Flood control project results in children’s park
The flatness of California’s central valley and the rapid growth of the valley’s Fresno-Clovis metropolitan area necessitated a unique approach to stormwater management.
At the same time, the critical importance of water conservation and the need for recreational open space presented an unparalleled opportunity for stormwater system design. Beginning in the late 1950s, and building on the concept of stormwater retention and recharge, the Fresno Metropolitan Flood Control District (FMFCD) now serves an urbanizing area of 300 square miles and a population of 600,000.
The system, on average, captures and recharges to groundwater 31,500 acre-feet of rainfall runoff, equaling 90 percent of all area stormwater runoff.
During the summer months when surface water is imported for irrigation, the system is used by water agencies to achieve additional groundwater replenishment.
In total, the district’s stormwater system replaces 35 percent of the groundwater pumped annually to meet urban needs. Yet groundwater recharge is only one of the secondary uses of the stormwater system. By far the most popular use of the basins is for neighborhood parks. Basins in residential areas are excavated to shallow depths with flattened side slopes.
Finished basins include trees, turf and sprinklers.
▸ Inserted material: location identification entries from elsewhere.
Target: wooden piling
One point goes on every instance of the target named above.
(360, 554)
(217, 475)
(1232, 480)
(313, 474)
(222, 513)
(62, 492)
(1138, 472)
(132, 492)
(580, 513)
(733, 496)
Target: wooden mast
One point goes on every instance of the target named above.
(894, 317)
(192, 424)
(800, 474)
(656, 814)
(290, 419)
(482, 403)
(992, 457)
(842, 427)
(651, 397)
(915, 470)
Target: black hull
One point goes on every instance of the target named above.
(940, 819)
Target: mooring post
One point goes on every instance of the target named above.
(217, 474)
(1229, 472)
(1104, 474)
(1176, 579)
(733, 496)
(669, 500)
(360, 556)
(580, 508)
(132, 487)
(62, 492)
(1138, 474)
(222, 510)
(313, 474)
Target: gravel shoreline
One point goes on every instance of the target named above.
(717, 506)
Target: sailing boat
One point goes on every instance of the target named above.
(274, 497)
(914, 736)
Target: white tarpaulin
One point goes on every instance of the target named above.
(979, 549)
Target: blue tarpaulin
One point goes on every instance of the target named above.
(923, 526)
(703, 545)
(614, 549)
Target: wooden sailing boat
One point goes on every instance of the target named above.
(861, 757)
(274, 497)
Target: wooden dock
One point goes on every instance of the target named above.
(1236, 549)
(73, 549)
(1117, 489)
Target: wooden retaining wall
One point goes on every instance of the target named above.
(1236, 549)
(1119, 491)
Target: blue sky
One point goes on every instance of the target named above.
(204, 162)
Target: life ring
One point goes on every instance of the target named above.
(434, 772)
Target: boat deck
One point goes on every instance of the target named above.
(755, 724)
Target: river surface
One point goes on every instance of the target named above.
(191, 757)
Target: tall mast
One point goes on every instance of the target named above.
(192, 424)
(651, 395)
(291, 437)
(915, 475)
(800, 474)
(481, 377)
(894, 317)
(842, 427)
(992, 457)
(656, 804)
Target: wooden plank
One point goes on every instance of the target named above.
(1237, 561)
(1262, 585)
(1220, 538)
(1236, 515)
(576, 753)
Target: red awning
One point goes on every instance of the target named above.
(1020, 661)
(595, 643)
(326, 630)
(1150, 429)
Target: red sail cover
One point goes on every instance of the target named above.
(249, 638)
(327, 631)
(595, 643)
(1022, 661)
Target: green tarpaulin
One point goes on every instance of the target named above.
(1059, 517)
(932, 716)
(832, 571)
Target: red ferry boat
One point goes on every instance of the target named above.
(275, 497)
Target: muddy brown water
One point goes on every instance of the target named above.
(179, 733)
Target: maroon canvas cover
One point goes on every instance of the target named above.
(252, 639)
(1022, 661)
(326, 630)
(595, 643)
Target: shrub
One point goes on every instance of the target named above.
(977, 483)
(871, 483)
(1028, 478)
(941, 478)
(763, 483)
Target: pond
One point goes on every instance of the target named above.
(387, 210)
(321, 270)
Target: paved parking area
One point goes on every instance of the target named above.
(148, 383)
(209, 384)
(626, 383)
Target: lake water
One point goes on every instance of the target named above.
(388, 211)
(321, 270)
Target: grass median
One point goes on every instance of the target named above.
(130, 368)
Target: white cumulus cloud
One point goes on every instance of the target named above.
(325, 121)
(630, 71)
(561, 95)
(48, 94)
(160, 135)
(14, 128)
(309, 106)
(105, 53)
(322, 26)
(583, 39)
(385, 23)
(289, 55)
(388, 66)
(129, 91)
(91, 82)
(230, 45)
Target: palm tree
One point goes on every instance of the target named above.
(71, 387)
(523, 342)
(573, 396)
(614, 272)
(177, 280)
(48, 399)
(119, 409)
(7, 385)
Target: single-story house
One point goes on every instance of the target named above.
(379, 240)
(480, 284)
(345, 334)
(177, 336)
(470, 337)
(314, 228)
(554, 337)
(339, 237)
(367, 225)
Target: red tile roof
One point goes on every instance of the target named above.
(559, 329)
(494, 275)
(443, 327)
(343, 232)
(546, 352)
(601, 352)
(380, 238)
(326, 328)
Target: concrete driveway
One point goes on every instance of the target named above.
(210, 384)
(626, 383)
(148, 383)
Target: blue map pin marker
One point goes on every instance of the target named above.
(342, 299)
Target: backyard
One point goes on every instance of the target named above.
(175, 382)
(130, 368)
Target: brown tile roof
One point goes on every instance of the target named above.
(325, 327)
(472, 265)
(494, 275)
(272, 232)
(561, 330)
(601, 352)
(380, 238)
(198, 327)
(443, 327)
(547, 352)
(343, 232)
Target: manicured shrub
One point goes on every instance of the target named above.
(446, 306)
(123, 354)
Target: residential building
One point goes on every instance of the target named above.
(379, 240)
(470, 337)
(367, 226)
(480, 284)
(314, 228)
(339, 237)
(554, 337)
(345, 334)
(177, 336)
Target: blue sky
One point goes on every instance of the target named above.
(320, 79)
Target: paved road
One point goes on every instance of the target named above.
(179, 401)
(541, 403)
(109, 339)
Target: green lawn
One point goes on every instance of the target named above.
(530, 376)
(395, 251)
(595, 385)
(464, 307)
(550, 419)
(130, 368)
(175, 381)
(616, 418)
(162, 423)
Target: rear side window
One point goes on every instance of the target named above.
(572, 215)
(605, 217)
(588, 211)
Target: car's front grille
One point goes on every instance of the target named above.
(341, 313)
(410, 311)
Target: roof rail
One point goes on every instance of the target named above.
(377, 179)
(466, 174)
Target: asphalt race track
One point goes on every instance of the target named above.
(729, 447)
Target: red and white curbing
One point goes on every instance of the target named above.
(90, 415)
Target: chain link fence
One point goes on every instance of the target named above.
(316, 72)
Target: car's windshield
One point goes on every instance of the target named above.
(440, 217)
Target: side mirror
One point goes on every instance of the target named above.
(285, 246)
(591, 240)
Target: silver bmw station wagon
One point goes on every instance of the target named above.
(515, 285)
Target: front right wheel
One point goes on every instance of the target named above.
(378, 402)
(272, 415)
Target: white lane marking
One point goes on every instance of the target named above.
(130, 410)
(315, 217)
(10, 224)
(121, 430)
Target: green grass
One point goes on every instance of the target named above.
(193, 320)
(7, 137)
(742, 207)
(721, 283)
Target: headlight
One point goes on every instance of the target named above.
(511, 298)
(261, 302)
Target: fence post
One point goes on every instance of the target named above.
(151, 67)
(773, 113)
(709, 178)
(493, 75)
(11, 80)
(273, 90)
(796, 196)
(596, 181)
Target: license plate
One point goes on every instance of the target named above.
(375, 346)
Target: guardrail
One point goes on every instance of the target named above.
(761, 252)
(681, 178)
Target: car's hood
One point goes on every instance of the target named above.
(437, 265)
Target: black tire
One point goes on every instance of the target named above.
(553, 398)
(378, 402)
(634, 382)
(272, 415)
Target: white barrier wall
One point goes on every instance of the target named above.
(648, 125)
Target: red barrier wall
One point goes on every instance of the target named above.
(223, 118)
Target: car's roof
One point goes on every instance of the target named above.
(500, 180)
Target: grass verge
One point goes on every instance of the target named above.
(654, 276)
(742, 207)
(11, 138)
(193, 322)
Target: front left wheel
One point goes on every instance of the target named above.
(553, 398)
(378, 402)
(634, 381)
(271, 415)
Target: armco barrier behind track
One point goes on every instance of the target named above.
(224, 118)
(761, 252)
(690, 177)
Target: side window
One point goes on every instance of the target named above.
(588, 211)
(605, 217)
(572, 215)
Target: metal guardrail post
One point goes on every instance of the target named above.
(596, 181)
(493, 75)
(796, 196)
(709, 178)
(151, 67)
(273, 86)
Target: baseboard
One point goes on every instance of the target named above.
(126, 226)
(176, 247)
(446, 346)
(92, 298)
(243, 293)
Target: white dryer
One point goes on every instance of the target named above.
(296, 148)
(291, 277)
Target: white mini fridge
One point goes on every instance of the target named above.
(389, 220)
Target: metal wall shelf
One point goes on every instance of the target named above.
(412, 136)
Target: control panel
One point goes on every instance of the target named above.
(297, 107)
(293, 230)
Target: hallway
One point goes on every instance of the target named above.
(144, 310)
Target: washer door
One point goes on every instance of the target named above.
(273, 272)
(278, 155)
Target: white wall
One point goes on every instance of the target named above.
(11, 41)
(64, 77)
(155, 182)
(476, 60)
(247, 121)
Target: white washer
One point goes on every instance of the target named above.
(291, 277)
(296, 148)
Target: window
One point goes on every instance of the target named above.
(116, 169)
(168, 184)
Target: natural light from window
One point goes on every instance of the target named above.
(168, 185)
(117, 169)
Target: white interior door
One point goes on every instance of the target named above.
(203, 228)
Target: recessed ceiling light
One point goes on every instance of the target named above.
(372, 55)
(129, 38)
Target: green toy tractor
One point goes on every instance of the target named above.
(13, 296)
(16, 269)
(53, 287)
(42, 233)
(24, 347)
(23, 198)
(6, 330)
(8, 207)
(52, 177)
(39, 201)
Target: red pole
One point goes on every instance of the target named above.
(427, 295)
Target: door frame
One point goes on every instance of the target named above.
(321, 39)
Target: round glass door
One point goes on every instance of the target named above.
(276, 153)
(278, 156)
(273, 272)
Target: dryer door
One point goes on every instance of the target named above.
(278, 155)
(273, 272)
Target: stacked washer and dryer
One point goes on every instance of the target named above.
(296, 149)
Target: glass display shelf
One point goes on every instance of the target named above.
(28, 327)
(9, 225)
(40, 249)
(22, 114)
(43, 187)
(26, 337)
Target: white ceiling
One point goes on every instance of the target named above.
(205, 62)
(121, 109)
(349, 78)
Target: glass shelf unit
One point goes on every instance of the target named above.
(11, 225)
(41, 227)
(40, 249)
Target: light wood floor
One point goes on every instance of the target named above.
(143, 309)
Through a contract with parks and recreation departments, such sites are made available for development as active playgrounds. Today, five basins are outfitted as active playgrounds and 12 serve as passive parks.
The most unique component of the system is a recently completed park for disabled children. Presented with a flood control basin that had extra design flexibility, Sloan Johnson, then a District Board member, challenged FMFCD to focus on unmet recreation needs by constructing a special needs park, and while many parks were “accessible,” none had been found to be wholly usable by disabled children.
The FMFCD Board of Directors began a fund drive to raise $250,000 for the extra costs of such a project. The park, which opened on June 8, came in $12,000 under its $1.2 million budget.
Total community gifts and grants exceeded $320,000, and thousands of volunteer hours were invested in design, fund raising, landscaping and construction.
Because it is in an excavated basin, the park’s features are arrayed at three different elevations. The lower tier has a permanent two-acre lake, which also is a groundwater recharge unit.
Two observation decks give children an unhindered view of evolving aquatic habitat and wildlife. The five-acre middle tier has an open turfed play area and a wheelchair basketball court. Two interpretive mazes incorporate a variety of paths, textures and colors to provide visual and sensory stimulation.
Upper-tier features include picnic and arts and crafts pavilions, small and older children’s play areas and a frontier area and mining town. The park includes a stair/ramp structure for mobility training and rehabilitation and a raised grassed platform, which serves as a therapy platform. The success of the park clearly stems from a reversal of traditional thinking.